Hancock was also forced to defend the government against criticism it acted too late in imposing heightened border restrictions for travel from India.
He told the BBC’s Andrew Marr Show: “Throughout the pandemic I’ve had these ‘Captain Hindsight’ questions, and what I am telling you is how we took decisions at the time based on the evidence we had at the time.”
Hancock said there are now more than 1,300 cases of the variant in total and it was becoming taking hold in areas including Bolton and Blackburn in the North West.
He adde it was “quite likely” the Indian variant of Covid-19 to become the dominant variant in the UK.
“I think it’s quite likely this will become the dominant variant.
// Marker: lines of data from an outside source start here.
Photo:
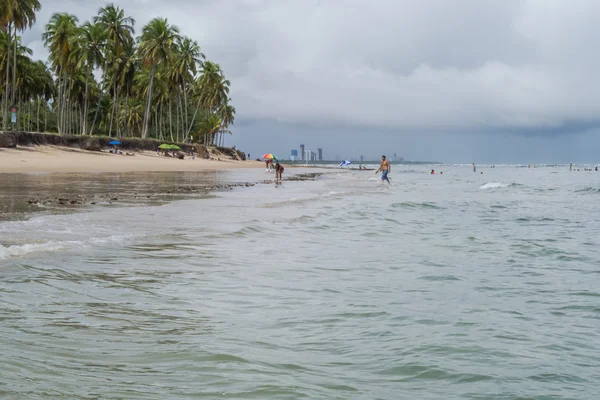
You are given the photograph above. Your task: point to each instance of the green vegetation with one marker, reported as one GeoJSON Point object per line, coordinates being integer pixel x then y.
{"type": "Point", "coordinates": [100, 79]}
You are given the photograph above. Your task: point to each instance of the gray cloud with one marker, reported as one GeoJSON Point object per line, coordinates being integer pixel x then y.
{"type": "Point", "coordinates": [393, 65]}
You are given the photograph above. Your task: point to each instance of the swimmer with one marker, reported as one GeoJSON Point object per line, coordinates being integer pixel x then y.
{"type": "Point", "coordinates": [278, 172]}
{"type": "Point", "coordinates": [385, 168]}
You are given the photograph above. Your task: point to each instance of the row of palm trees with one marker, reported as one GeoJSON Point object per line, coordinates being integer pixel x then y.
{"type": "Point", "coordinates": [101, 79]}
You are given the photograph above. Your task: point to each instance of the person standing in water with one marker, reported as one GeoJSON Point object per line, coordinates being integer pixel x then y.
{"type": "Point", "coordinates": [385, 169]}
{"type": "Point", "coordinates": [278, 172]}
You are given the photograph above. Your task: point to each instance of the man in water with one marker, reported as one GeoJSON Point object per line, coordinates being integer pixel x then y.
{"type": "Point", "coordinates": [385, 169]}
{"type": "Point", "coordinates": [278, 172]}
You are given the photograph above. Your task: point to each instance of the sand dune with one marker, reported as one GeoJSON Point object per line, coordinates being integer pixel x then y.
{"type": "Point", "coordinates": [57, 159]}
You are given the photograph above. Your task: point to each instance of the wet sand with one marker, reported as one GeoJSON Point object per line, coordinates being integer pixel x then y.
{"type": "Point", "coordinates": [23, 195]}
{"type": "Point", "coordinates": [62, 160]}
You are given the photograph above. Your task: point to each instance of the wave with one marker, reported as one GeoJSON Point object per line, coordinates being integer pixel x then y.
{"type": "Point", "coordinates": [19, 250]}
{"type": "Point", "coordinates": [494, 185]}
{"type": "Point", "coordinates": [499, 185]}
{"type": "Point", "coordinates": [23, 249]}
{"type": "Point", "coordinates": [410, 204]}
{"type": "Point", "coordinates": [588, 190]}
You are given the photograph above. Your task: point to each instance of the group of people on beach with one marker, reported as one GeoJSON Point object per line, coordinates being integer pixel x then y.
{"type": "Point", "coordinates": [278, 170]}
{"type": "Point", "coordinates": [585, 169]}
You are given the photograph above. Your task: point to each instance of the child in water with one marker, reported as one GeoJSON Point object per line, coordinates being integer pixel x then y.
{"type": "Point", "coordinates": [278, 172]}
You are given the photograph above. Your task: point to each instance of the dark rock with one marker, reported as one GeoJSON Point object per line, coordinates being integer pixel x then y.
{"type": "Point", "coordinates": [91, 144]}
{"type": "Point", "coordinates": [8, 140]}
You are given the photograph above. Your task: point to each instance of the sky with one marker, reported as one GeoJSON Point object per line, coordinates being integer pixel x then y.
{"type": "Point", "coordinates": [498, 81]}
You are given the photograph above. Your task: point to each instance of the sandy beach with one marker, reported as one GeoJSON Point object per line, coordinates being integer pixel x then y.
{"type": "Point", "coordinates": [52, 159]}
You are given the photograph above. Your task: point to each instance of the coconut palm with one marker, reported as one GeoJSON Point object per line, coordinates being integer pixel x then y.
{"type": "Point", "coordinates": [117, 27]}
{"type": "Point", "coordinates": [211, 89]}
{"type": "Point", "coordinates": [60, 38]}
{"type": "Point", "coordinates": [93, 40]}
{"type": "Point", "coordinates": [23, 16]}
{"type": "Point", "coordinates": [155, 47]}
{"type": "Point", "coordinates": [188, 58]}
{"type": "Point", "coordinates": [227, 114]}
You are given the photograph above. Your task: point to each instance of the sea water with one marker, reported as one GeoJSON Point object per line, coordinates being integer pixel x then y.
{"type": "Point", "coordinates": [455, 286]}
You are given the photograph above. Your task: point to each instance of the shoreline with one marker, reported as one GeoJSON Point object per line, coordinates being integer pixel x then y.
{"type": "Point", "coordinates": [53, 159]}
{"type": "Point", "coordinates": [25, 196]}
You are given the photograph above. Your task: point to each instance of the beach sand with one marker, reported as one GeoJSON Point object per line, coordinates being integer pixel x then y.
{"type": "Point", "coordinates": [58, 159]}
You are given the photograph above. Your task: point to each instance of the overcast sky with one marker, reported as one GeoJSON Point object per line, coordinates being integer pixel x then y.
{"type": "Point", "coordinates": [449, 80]}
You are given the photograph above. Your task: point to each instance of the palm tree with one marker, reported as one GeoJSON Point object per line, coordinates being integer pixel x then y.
{"type": "Point", "coordinates": [227, 115]}
{"type": "Point", "coordinates": [187, 58]}
{"type": "Point", "coordinates": [155, 47]}
{"type": "Point", "coordinates": [119, 31]}
{"type": "Point", "coordinates": [208, 127]}
{"type": "Point", "coordinates": [118, 28]}
{"type": "Point", "coordinates": [23, 16]}
{"type": "Point", "coordinates": [15, 15]}
{"type": "Point", "coordinates": [60, 38]}
{"type": "Point", "coordinates": [93, 40]}
{"type": "Point", "coordinates": [211, 89]}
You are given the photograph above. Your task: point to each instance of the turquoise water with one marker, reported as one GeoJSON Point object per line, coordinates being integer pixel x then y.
{"type": "Point", "coordinates": [454, 286]}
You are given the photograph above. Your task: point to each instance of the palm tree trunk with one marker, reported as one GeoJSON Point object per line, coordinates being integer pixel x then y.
{"type": "Point", "coordinates": [125, 124]}
{"type": "Point", "coordinates": [59, 98]}
{"type": "Point", "coordinates": [171, 119]}
{"type": "Point", "coordinates": [38, 115]}
{"type": "Point", "coordinates": [14, 68]}
{"type": "Point", "coordinates": [181, 123]}
{"type": "Point", "coordinates": [177, 117]}
{"type": "Point", "coordinates": [6, 90]}
{"type": "Point", "coordinates": [85, 106]}
{"type": "Point", "coordinates": [112, 113]}
{"type": "Point", "coordinates": [162, 119]}
{"type": "Point", "coordinates": [117, 115]}
{"type": "Point", "coordinates": [193, 119]}
{"type": "Point", "coordinates": [64, 105]}
{"type": "Point", "coordinates": [185, 103]}
{"type": "Point", "coordinates": [148, 100]}
{"type": "Point", "coordinates": [156, 124]}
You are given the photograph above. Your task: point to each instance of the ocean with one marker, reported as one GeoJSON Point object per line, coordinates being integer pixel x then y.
{"type": "Point", "coordinates": [454, 286]}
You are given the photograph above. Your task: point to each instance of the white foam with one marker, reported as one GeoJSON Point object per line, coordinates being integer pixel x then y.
{"type": "Point", "coordinates": [494, 185]}
{"type": "Point", "coordinates": [23, 249]}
We don’t know exactly how much more transmissible it is but I think it is likely it will become the dominant variant here,” he said.
“What that reinforces is the importance of people coming forward for testing and being careful because this isn’t over yet.”
“But the good news is because we have increasing confidence that the vaccine works against the variant, the strategy is on track – it’s just the virus has just gained a bit of pace and we’ve therefore all got to be that bit much more careful and cautious.”
He was unable to rule out regional lockdowns and said the government would use surge vaccinations to tackle a localised rise in cases.
Hancock said five people who have had a single jab have been hospitalised with the Indian variant in Bolton, and one who had received both.
He told Marr: “We think that there are five people who have ended up in hospital having had one jab.”
Asked about people who have received two jabs, he said: “We think there’s one person, but that person was frail.
“A small number have had one jab and then there’s one case where they’ve had two jabs and they’ve ended up in hospital and they were frail.”
Asked if anyone had died with the Indian variant after receiving two jabs, Hancock said: “Not that we’re aware of.”
Offering good news to plans to ease restrictions without unleashing a fresh wave of infections and deaths, Hancock said there is “new very early data” from Oxford University giving confidence that existing vaccines work against the variant.
“That means that we can stay on course with our strategy of using the vaccine to deal with the pandemic and opening up carefully and cautiously but we do need to be really very vigilant to the spread of the disease,” he told Sky’s Sophy Ridge On Sunday.
“We have a high degree of confidence that the vaccine will overcome.”
Hancock said the government will decide on June 14 whether all legal restrictions can be ended in the final step of the road map out of lockdown on June 21.
He did not rule out the possibility that Monday’s easing may have to be reversed if the variant pushed up case numbers, but said the hope is the “cautious and irreversible approach” can continue.